How unequal is the distribution of income in New Zealand? How do we compare with some of the countries we might benchmark against? And, if we don’t like what we see, can we change it?
The metric most widely used by economists to measure inequality in incomes is called the Gini coefficient[2] (named after the Italian statistician Corrado Gini who developed it).
It brings together income data across all households, typically divided into groupings of 10% or 20% of the total. When there is no inequality of incomes between groups, Gini equals zero. When the top group captures all income, Gini equals 1.
Measuring inequality
The graph below shows Gini coefficients, before taxes and welfare payments (known as “transfers”), for all 37 countries in the OECD in 2019 (before the COVID pandemic disrupted household surveys). Ginis are ranked left to right, from least to most unequal.
The Gini before taxes and transfers is a measure of the inequality produced by the structures of a country’s economy: the way value chains operate, the markets for products and services, the scarcity of certain skills, rates of unionisation, and so on.
This gives us a measure of structural inequalities in a country. Governments, however, use taxes and transfers to shift income between households. They take taxes from some and boost incomes of the more disadvantaged.
Ginis of incomes after taxes and transfers give us a measure of how well members of a society can support similar standards of living. They are shown in the following graph, again from least to most unequal. These give us a measure of social inequalities.
Focusing just on social inequality, it is no surprise Scandinavian countries are among the least unequal, as well as Canada and Ireland. Neither is it surprising the UK and US approach the highest levels of social inequality in the OECD.
Inequalities in Australia and New Zealand lie between these, but further from the Scandinavians and closer to the Anglo-Americans.
Social inequality in NZ
When we look at the difference between structural and social inequalities, we can see the extent to which taxes and transfers – government redistribution of income – reduce inequality.
As we can see, New Zealand’s structural inequality, shaped by the economic reforms of the mid-1980s[3], is middling by comparison to other OECD countries.
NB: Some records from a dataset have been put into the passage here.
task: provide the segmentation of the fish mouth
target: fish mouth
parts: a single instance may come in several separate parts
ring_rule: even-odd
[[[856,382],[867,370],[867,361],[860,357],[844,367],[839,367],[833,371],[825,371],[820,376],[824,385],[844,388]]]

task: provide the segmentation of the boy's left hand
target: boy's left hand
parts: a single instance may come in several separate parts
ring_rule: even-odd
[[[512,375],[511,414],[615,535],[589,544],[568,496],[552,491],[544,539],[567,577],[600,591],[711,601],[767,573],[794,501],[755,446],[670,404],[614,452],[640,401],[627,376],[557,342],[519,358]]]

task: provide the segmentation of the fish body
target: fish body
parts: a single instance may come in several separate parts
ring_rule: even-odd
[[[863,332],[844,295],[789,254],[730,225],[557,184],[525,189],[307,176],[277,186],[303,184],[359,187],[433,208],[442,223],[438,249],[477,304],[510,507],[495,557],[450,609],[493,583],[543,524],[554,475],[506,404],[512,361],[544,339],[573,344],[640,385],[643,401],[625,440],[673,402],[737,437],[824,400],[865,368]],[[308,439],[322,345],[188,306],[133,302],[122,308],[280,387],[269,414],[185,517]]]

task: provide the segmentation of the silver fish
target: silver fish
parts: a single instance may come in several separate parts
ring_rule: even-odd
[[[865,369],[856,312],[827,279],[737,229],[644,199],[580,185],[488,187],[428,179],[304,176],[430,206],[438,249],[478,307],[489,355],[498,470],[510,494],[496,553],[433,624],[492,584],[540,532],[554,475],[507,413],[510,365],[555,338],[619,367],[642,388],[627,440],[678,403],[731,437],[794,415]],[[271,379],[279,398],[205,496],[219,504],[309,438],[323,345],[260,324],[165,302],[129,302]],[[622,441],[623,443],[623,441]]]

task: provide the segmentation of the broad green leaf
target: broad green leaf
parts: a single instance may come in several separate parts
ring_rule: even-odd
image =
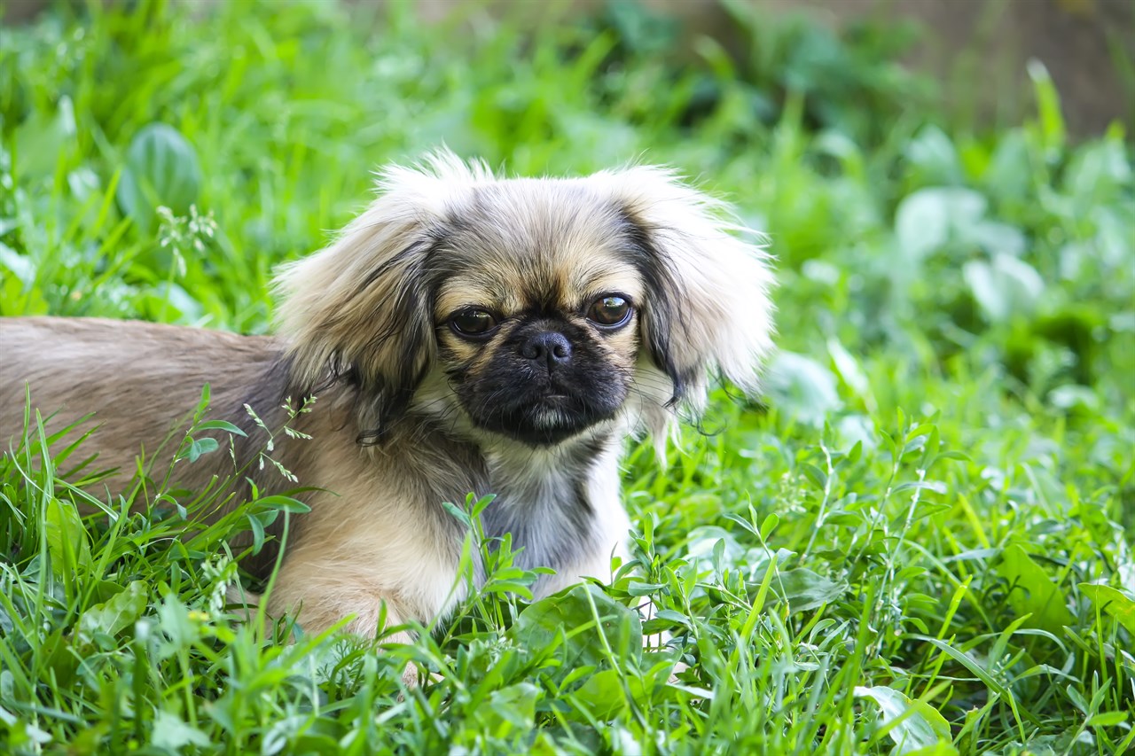
[[[1001,553],[997,572],[1009,581],[1009,605],[1014,612],[1032,614],[1027,627],[1048,630],[1058,638],[1063,636],[1063,625],[1074,622],[1066,597],[1024,548],[1016,544],[1008,546]]]
[[[961,161],[953,142],[938,126],[924,126],[906,149],[907,160],[920,184],[952,185],[961,182]]]
[[[835,582],[806,568],[784,570],[772,580],[773,590],[788,602],[792,612],[806,612],[838,599],[847,585]]]
[[[126,588],[102,604],[95,604],[83,613],[79,630],[87,637],[95,632],[118,635],[142,616],[146,607],[146,586],[141,580],[131,581]]]
[[[919,700],[911,700],[902,692],[884,686],[873,688],[856,687],[857,698],[869,698],[878,705],[883,726],[890,726],[886,734],[896,744],[897,754],[914,754],[923,748],[949,745],[950,724],[938,709]],[[952,747],[945,751],[956,754]]]
[[[967,188],[935,186],[908,195],[894,212],[902,258],[920,260],[985,215],[985,198]]]
[[[138,228],[150,230],[159,205],[187,215],[200,191],[197,153],[180,132],[167,124],[150,124],[134,136],[126,150],[117,198]]]
[[[536,702],[539,697],[539,688],[531,682],[494,690],[477,707],[478,724],[495,738],[529,732],[536,721]]]
[[[1079,583],[1079,589],[1095,606],[1116,618],[1119,624],[1135,635],[1135,600],[1111,586],[1096,586],[1090,582]]]
[[[153,715],[153,736],[151,744],[158,748],[166,748],[173,753],[180,753],[185,746],[207,748],[210,745],[210,741],[209,736],[197,728],[184,722],[177,714],[159,709]]]
[[[793,352],[781,352],[773,360],[765,390],[780,412],[816,428],[841,405],[832,371]]]
[[[1036,269],[1008,254],[999,254],[991,262],[970,260],[962,275],[990,322],[1032,314],[1044,293],[1044,279]]]
[[[76,568],[91,566],[91,541],[78,511],[74,505],[51,497],[43,515],[51,569],[60,578],[70,580]]]
[[[596,622],[598,619],[598,623]],[[598,666],[606,660],[605,644],[616,657],[642,655],[642,625],[628,608],[591,583],[574,586],[528,606],[507,636],[530,652],[555,649],[564,673],[579,666]],[[563,648],[556,648],[563,640]]]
But New Zealand’s social inequality lies near the bottom third of OECD measures. A halving of top income tax rates in the mid-1980s and the rollback of the welfare state in the 1990s (after then finance minister Ruth Richardson’s 1991 “mother of all budgets[4]”) significantly contributed to this.
The downward columns in the following graph show the effect of government redistributive measures, ranked from most to least active. The result of these government redistributions in New Zealand is weaker even than in the laissez-faire economies of the United Kingdom and United States.
Where does NZ sit?
How do New Zealand’s inequalities compare with countries we might choose to benchmark against?
Below, the Scandinavian countries famous for their egalitarian social systems are shown in orange. In green are countries that tolerate slightly higher social inequality: Sweden, Canada and Ireland.
And the UK and US – exemplars of free-market capitalism that were the models for New Zealand’s reforms of the mid-1980s – are highlighted in grey.
Reducing inequality
How hard would it be to change? Could New Zealand, for example, reduce its level of social inequality to match Canada? Absolutely, yes.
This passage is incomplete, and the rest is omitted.